If the country’s Left leaders believed in astrology they would probably be trooping to some of its practitioners right now to do something about their phase of bad luck. First, Lok Sabha Speaker Somnath Chatterjee went against the wishes of the CPI(M) leaders and did not step down before the confidence vote last month. Now, West Bengal Chief Minister Buddhadeb Bhattacharjee has openly opposed his party’s stance on bandhs. This has caused the party leadership to firmly reiterate its known position and Mr Bhattacharjee is likely to face the music in inner party circles. Clarifications by him cannot be ruled out but the damage to the image of the CPI(M) in particular and the Left in general has already been done. This also piles up the odds against the Left which faces elections in West Bengal next year and has already suffered a setback in the recent Panchayat elections. Inner-party conflict could not have come to the CPI(M) at a more inappropriate time when it faces a severe crisis over Singur because of the militant stance adopted by the main opposition party in the state, the Trinamool Congress.
To be fair to Mr Bhattacharjee, he has always opposed bandhs. He had a memorable face-off with members of the CPI(M)’s trade union front Centre for Indian Trade Unions (Citu) several years ago on a bandh day on Kolkata’s Park Street when he encountered a procession on his way to work. CPI(M) leader Sitaram Yechury has lost no time reiterating that strikes remain an important tool for political parties. Few will deny trade unions the right to go on strike after following the due process, something granted in the Constitution. Mr Bhattacharjee in his remarks used both the terms “bandh” and “strike” interchangeably but there is little doubt that what he had in mind was bandhs called by the ruling party, which brought life in the state to a standstill. The Kerala High Court had in fact disallowed such state-sponsored bandhs several years ago, a decision upheld by the Supreme Court. Politicians in Kerala, in the same mould as those in West Bengal, have thereafter resorted to hartals, which may not be as total as a bandh but amount to the same thing, disrupting public life. The culture of calling bandhs now afflicts most parties strong enough to enforce them, with West Bengal experiencing four in the last 12 months.

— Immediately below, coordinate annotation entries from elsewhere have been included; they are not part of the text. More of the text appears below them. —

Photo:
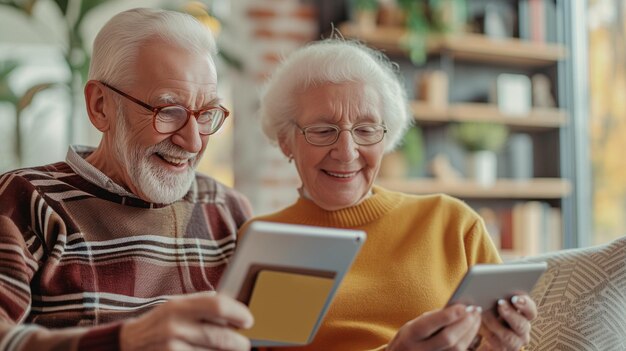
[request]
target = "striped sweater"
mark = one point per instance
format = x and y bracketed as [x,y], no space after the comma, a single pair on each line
[75,255]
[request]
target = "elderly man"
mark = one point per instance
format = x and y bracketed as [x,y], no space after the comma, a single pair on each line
[96,252]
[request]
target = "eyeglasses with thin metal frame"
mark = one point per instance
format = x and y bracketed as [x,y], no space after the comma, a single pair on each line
[170,118]
[327,134]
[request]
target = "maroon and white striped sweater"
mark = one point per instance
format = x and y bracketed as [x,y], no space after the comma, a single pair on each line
[75,255]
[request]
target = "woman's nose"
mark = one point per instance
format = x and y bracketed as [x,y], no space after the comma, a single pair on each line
[345,149]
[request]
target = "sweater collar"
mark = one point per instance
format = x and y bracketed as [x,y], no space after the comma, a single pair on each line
[305,211]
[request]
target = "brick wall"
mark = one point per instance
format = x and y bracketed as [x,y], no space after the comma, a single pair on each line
[260,33]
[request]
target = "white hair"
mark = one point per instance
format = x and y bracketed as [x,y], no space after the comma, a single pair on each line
[116,46]
[336,61]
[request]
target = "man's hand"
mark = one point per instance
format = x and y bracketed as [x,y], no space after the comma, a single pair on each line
[202,321]
[452,328]
[510,330]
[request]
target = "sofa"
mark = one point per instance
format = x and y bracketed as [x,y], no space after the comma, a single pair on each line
[581,299]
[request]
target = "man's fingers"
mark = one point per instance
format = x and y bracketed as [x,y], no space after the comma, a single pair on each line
[430,323]
[458,333]
[212,337]
[525,305]
[213,308]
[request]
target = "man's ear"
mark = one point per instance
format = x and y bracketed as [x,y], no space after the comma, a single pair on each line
[95,101]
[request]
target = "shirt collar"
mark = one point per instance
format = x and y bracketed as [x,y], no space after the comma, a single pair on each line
[76,160]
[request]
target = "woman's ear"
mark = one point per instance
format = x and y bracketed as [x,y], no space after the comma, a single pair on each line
[285,146]
[95,101]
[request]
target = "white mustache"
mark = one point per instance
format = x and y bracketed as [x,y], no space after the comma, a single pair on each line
[168,148]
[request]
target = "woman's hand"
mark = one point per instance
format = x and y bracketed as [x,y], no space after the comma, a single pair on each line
[201,321]
[452,328]
[510,329]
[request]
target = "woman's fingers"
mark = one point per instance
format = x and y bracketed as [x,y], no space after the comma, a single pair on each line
[452,328]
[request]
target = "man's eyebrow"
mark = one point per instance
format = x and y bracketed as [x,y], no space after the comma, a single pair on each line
[167,99]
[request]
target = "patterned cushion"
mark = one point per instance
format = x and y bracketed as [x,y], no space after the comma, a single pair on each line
[581,299]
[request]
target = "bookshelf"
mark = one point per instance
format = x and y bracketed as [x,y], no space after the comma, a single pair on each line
[537,188]
[468,47]
[538,119]
[547,194]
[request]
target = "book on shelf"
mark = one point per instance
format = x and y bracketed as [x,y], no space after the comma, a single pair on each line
[529,228]
[537,20]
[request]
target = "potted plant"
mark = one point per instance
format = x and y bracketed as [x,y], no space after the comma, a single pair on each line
[423,17]
[481,141]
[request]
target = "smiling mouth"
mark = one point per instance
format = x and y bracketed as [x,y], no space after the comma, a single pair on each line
[173,160]
[341,175]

States like West Bengal and Kerala which are economic laggards can ill afford bandhs and what may have provoked Mr Bhattacharjee was the alacrity with which Citu enforced the bandh last week, disallowing even IT employees from going to work and undoing some of the IT buzz which the state has been painstakingly trying to build. This is a setback and may be explained by the new militancy which the Left cadres may have had to adopt after their poor showing in the Panchayat elections. With Trinamool Congress leader Mamata Banerjee sure to lose middle class support over her party’s agitation in Singur, which has put in doubt the future of the Tata Motors factory there, Mr Bhattacharjee may well have thought that this was the time to strengthen his middle class appeal by criticising a practice which is so obviously unpopular. What remains to be seen is how he makes peace with the disciplinary norms within his party.